Да и образ Бога тоже в двух источниках не вполне одинаков. Сказитель-священник подчеркивает справедливость Бога, который объявляет людям Свою волю и строго наказывает за ее нарушение. А вот Яхвист подчеркивает Его готовность к милосердию и снисхождению: «не буду больше проклинать землю за человека… и не буду больше поражать всего живущего».

С самых древних времен люди, верящие в Единого Бога, знают эту истину: Он одновременно справедлив и милосерден. Если бы был только справедлив, нам не на что было бы надеяться; если бы только милосерден – для зла не оказалось бы преград. Библейские авторы и составители библейских книг тоже говорили об этом, и не всегда в виде чеканных догматических формулировок – об этом, как о многом другом, рассказывают библейские повествования.

Они, судя по всему, не были записаны под диктовку в какой-то определенный момент времени, а складывались постепенно, в диалоге Бога и Его избранного народа, в стремлении народа понять своего Творца и рассказать о нем своим детям полнее и разностороннее. И по-моему, так гораздо интереснее.

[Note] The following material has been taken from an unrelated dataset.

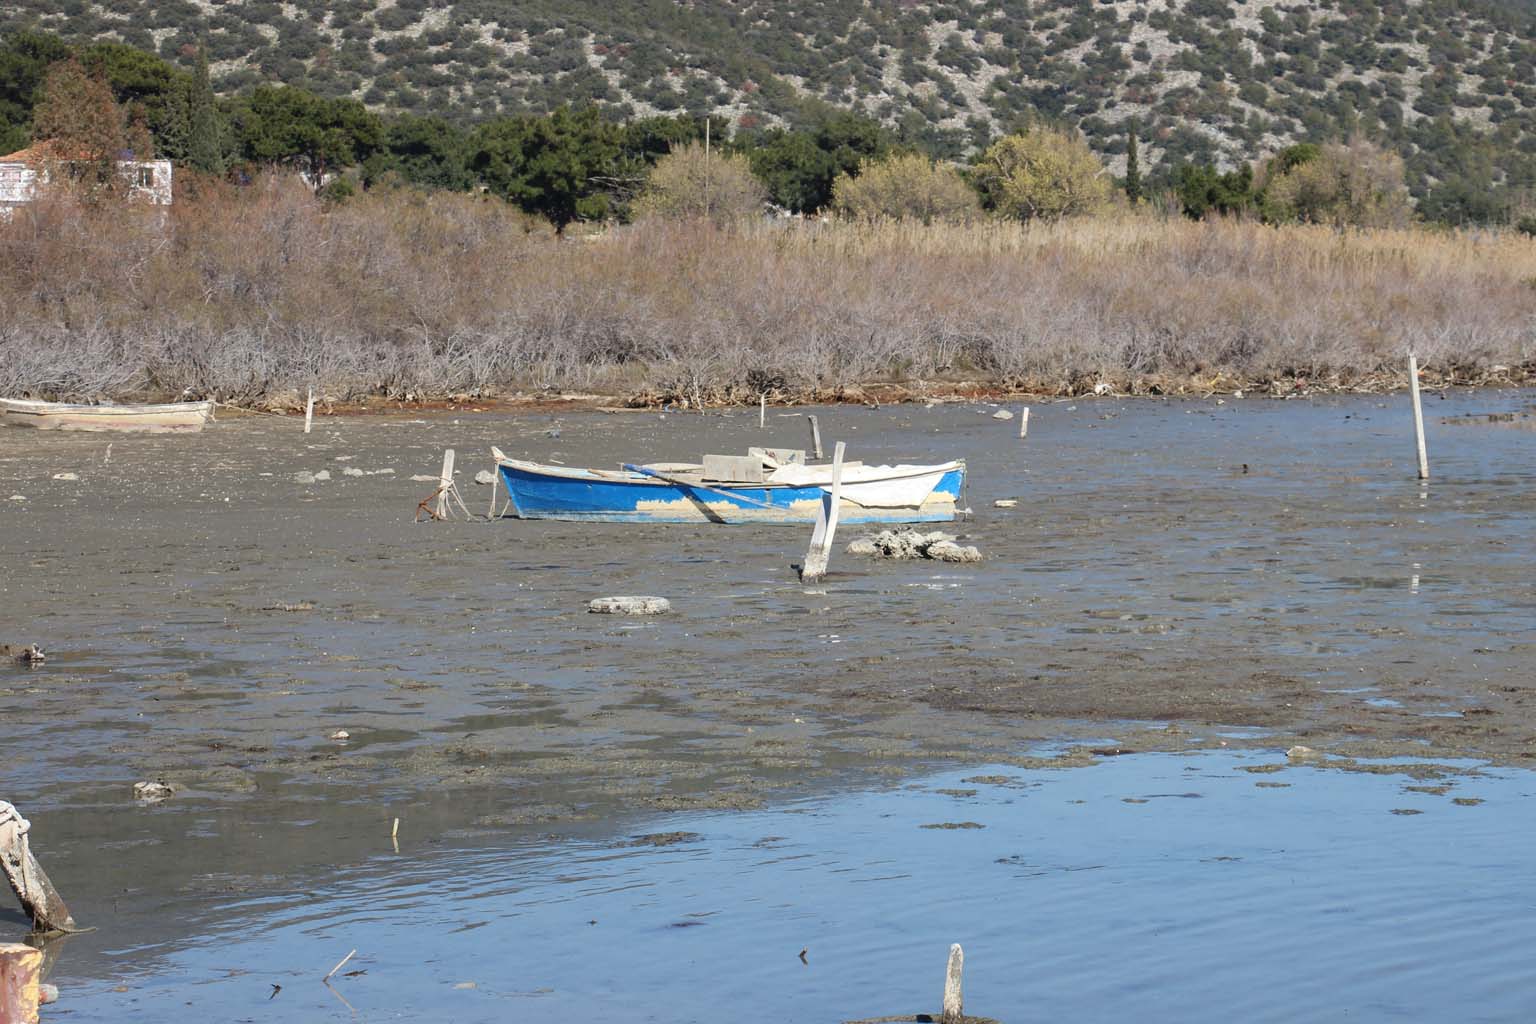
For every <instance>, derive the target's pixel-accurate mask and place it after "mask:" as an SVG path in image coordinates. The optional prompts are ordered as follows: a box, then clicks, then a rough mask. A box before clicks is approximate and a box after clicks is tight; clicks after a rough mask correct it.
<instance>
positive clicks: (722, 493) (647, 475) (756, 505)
mask: <svg viewBox="0 0 1536 1024" xmlns="http://www.w3.org/2000/svg"><path fill="white" fill-rule="evenodd" d="M624 468H625V470H628V471H630V473H639V474H641V476H651V477H656V479H657V481H662V482H664V484H671V485H673V487H687V488H693V490H699V491H708V493H710V494H719V496H720V497H730V499H731V500H733V502H745V504H748V505H756V507H757V508H768V510H771V511H785V510H783V508H780V507H777V505H770V504H768V502H760V500H757V499H756V497H746V496H745V494H734V493H731V491H722V490H720V488H717V487H710V485H708V484H694V482H693V481H685V479H682V477H677V476H668V474H667V473H660V471H657V470H651V468H647V467H644V465H631V464H628V462H625V464H624Z"/></svg>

20. Две истории: Хам и Илий

В Ветхом Завете есть две истории о двух грешниках: одну постоянно вспоминают к месту и не к месту, а вот вторую часто забывают. На первый взгляд между ними нет ничего общего, кроме того, что там и там грех приводит к тяжелым последствиям – но не об этом ли говорит добрая половина Библии? А если всмотреться, у них настолько много пересечений, что одну едва ли можно правильно понять в отрыве от другой…

Первая, всем известная, – про Хама, сына Ноя, из 9-й главы Бытия. Ной был первым виноградарем и виноделом, и вот однажды, не рассчитав сил во время дегустации (никто ведь еще не знал о коварных свойствах алкоголя!), он оказался в своем шатре, беспробудно спящим в голом виде. Подчеркну особо: в своем собственном шатре, спящим. Ной никому не мешал, ни к кому не приставал, и всё, что ему требовалось, – проспаться.

Его сыну Хаму всё это показалось очень забавным: он не только сам посмеялся над позором отца, но пригласил и братьев Сима и Яфета полюбоваться зрелищем. Они не захотели, а, напротив, накрыли отца одеждой, причем так, чтобы самим ненароком не увидеть его наготы. За это Ной обещал суровую участь… части потомков Хама, тем, которые произойдут от его сына Ханаана. Заметим, что сам Хам остался безнаказанным.